Thursday, February 03, 2011

And then you have to go and bring up the chicken carcasses

Apparently there are people who can just enjoy the moment and focus on one thing at a time, and don't get all distracted by thoughts of other stuff or I wonder if it's cold outside and hey, look, a squirrel!


So this morning Nick awoke all amorous and I had this fleeting thought of how far past potential ovulation we are. And then I reminded myself that task-based sex does not a happy marriage make.

In fact, if you want to turn one of the funner things on the planet into drudgery, go ahead and make a schedule. And stick to it.

And then send your husband calendar items with notes attached like, "Hold for DOING IT. NO conference calls!"

But sometimes you have to remember that it used to be fun, and you love your husband, and you've got a wee bit of time before you have to get up.

And so you go with it.

And then you cuddle up all schmoopy and husband says, "This is such a warm, comfortable bed."

And you say, "I know. I wish we could live here."


But then you remember some terrible article you read about a morbidly obese man who was basically confined to his bed because he just couldn't get up.

And so you say, "It sounds good, but then think about the obese man who was stuck in bed surrounded by roast chicken carcasses."

At which point your husband, who was having a fine time basking in the happy, is likely to recoil and say, "No. I"


  1. But, you know. He has to get to work. So in a way, he NEEDED you to say something like that, because he needed to stop basking.

    It was a considerate thing you did, really.

  2. I bet you're the kind of girl who used to make post-coital comments about ex-boyfriends too, eh? Take Nick from the high of, well, yanno, all the way down to "morbidly obese surrounded by Peruvian chicken" dude. That's a special skill.

  3. hahahahahahaha... NICE!!!

  4. at least you didn't bring up sodomy?

  5. Jessica - Oh, once again, you are so right! Yes, he needed me to mention the chicken carcasses!

    FoggyDew - I am going to go ahead and take "special skill" as a compliment. OK?

    Go-Betty - I hug you!

    Titania - And it takes no effort at all on my part!

    Hillary - And I never, ever will.

  6. I don't want to be an alarmist here, nor do I want to EVER urge any woman to quash their true emotions...but smart you got a grip on the overall effect of stuff that screws up the common marriage... Stay smart.
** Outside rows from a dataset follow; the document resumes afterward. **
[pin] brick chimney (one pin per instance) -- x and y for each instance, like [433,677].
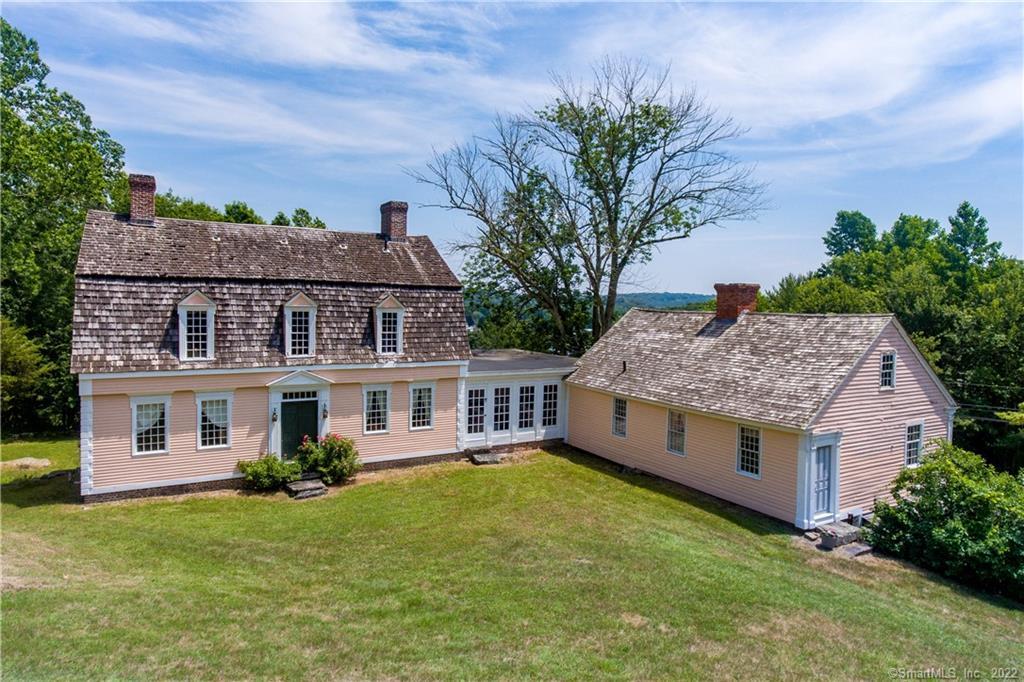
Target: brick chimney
[143,199]
[393,218]
[735,298]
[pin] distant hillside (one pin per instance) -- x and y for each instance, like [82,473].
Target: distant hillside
[659,300]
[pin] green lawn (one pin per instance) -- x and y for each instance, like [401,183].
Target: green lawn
[554,566]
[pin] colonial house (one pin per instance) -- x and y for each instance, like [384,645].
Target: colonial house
[198,344]
[807,418]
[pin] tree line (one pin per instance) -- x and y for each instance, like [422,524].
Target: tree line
[55,165]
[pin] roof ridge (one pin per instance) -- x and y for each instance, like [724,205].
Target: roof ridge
[123,217]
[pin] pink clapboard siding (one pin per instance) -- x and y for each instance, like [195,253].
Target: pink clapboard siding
[873,421]
[346,419]
[710,464]
[113,463]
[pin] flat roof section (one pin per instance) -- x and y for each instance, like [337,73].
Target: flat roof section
[512,359]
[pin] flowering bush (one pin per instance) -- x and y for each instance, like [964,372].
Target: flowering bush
[334,458]
[958,516]
[268,472]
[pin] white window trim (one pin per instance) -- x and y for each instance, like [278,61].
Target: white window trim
[906,441]
[433,400]
[288,330]
[761,451]
[626,421]
[882,358]
[200,397]
[401,326]
[668,431]
[147,399]
[182,331]
[387,411]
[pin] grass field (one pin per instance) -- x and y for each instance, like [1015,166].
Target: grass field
[553,566]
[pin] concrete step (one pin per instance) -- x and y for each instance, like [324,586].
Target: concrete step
[310,487]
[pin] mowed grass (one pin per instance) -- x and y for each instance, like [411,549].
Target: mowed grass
[552,566]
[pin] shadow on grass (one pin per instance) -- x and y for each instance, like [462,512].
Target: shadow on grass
[748,519]
[35,491]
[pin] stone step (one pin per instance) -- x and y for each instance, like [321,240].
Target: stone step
[310,487]
[485,458]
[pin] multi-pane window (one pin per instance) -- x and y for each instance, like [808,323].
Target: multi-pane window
[549,405]
[619,415]
[197,334]
[375,410]
[887,375]
[299,334]
[749,451]
[914,436]
[214,422]
[151,421]
[389,331]
[476,408]
[527,395]
[677,432]
[422,407]
[503,395]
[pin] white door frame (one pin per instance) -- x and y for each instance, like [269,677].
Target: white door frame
[807,517]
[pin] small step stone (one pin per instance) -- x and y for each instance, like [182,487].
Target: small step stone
[485,458]
[310,487]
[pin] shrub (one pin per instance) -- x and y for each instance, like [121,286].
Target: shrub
[958,516]
[268,472]
[334,458]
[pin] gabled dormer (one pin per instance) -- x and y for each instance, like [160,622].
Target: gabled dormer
[389,322]
[196,317]
[300,327]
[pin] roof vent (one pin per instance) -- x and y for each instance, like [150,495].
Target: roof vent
[143,200]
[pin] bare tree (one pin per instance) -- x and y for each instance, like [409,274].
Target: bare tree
[567,198]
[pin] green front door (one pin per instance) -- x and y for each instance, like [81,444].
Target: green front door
[298,419]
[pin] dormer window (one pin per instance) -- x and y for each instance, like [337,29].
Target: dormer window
[390,321]
[196,327]
[300,327]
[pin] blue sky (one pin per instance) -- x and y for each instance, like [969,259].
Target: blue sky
[882,108]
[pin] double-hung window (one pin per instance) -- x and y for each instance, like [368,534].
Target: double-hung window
[676,440]
[887,371]
[196,330]
[913,443]
[151,418]
[300,327]
[619,417]
[749,451]
[214,420]
[421,407]
[376,409]
[549,406]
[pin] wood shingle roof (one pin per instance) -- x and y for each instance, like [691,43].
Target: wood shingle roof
[770,368]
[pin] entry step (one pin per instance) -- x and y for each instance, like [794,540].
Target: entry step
[309,487]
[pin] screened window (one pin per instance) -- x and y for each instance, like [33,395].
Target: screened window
[619,415]
[389,332]
[527,395]
[299,333]
[549,405]
[476,407]
[749,452]
[887,377]
[214,422]
[503,396]
[422,407]
[197,334]
[151,421]
[376,411]
[677,432]
[914,437]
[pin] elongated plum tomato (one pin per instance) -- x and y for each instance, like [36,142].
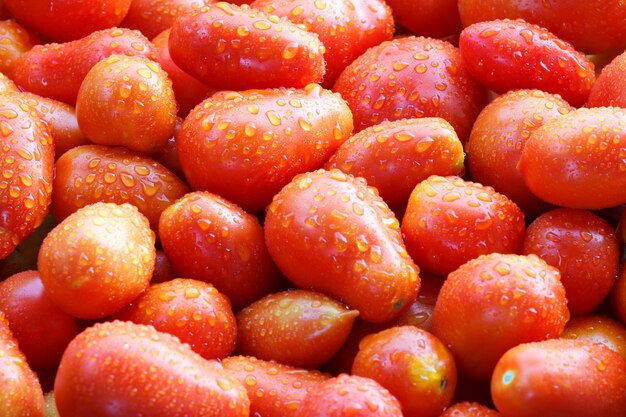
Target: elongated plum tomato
[121,368]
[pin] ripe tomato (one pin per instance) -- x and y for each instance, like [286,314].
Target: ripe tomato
[560,377]
[120,368]
[330,232]
[511,54]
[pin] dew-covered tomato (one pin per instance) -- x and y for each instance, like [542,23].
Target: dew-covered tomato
[592,26]
[351,395]
[92,173]
[192,310]
[512,54]
[27,165]
[103,253]
[245,146]
[577,160]
[330,232]
[56,70]
[347,28]
[449,221]
[560,377]
[238,48]
[394,156]
[583,247]
[211,239]
[288,384]
[498,137]
[66,20]
[41,328]
[299,328]
[411,77]
[495,302]
[120,368]
[413,365]
[20,391]
[127,101]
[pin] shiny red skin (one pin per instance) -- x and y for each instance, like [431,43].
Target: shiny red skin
[513,54]
[411,77]
[237,48]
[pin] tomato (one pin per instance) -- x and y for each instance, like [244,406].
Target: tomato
[394,156]
[15,40]
[188,90]
[194,311]
[495,302]
[435,18]
[92,173]
[560,377]
[274,389]
[583,247]
[577,161]
[610,89]
[238,47]
[591,25]
[512,54]
[27,166]
[299,328]
[599,329]
[20,392]
[411,77]
[42,330]
[66,20]
[449,221]
[413,365]
[245,146]
[349,395]
[103,253]
[121,368]
[57,70]
[346,28]
[211,239]
[498,137]
[127,101]
[330,232]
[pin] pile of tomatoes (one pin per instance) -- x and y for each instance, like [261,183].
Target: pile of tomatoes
[306,208]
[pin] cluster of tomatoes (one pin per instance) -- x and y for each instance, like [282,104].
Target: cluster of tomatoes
[307,208]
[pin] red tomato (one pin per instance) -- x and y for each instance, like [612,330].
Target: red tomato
[449,221]
[275,390]
[347,28]
[20,392]
[237,48]
[349,395]
[103,253]
[330,232]
[211,239]
[246,146]
[591,25]
[394,156]
[413,365]
[577,160]
[411,77]
[27,165]
[42,329]
[498,137]
[66,20]
[124,369]
[194,311]
[583,247]
[299,328]
[57,70]
[511,54]
[560,377]
[495,302]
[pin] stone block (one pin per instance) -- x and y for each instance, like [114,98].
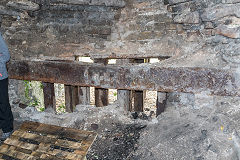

It's possible to be true to one's self, and at the same time realize and truly understand the motivations that many, many men (of clay feet) visit call girls, or fall prey to manipulative women who, supposedly "always" want it from them, because, "Why wouldn't I - YOU're so SEXY!"
    ...ah, I'm not sayin' EVERY guy has such a weak ego and is all men (and women) have their weak points - and in casses such as this, when the shoe fits, it's often too late by the time the missus has realized it.

    If this post makes me sound like some old broad who's jaded about the frailty of men...Um ok, maybe the shoe fits. I take the 5th.

  7. And you always win the prize for thinking of the most inane things when the rest of the world is basking in the happy. This is why I love you.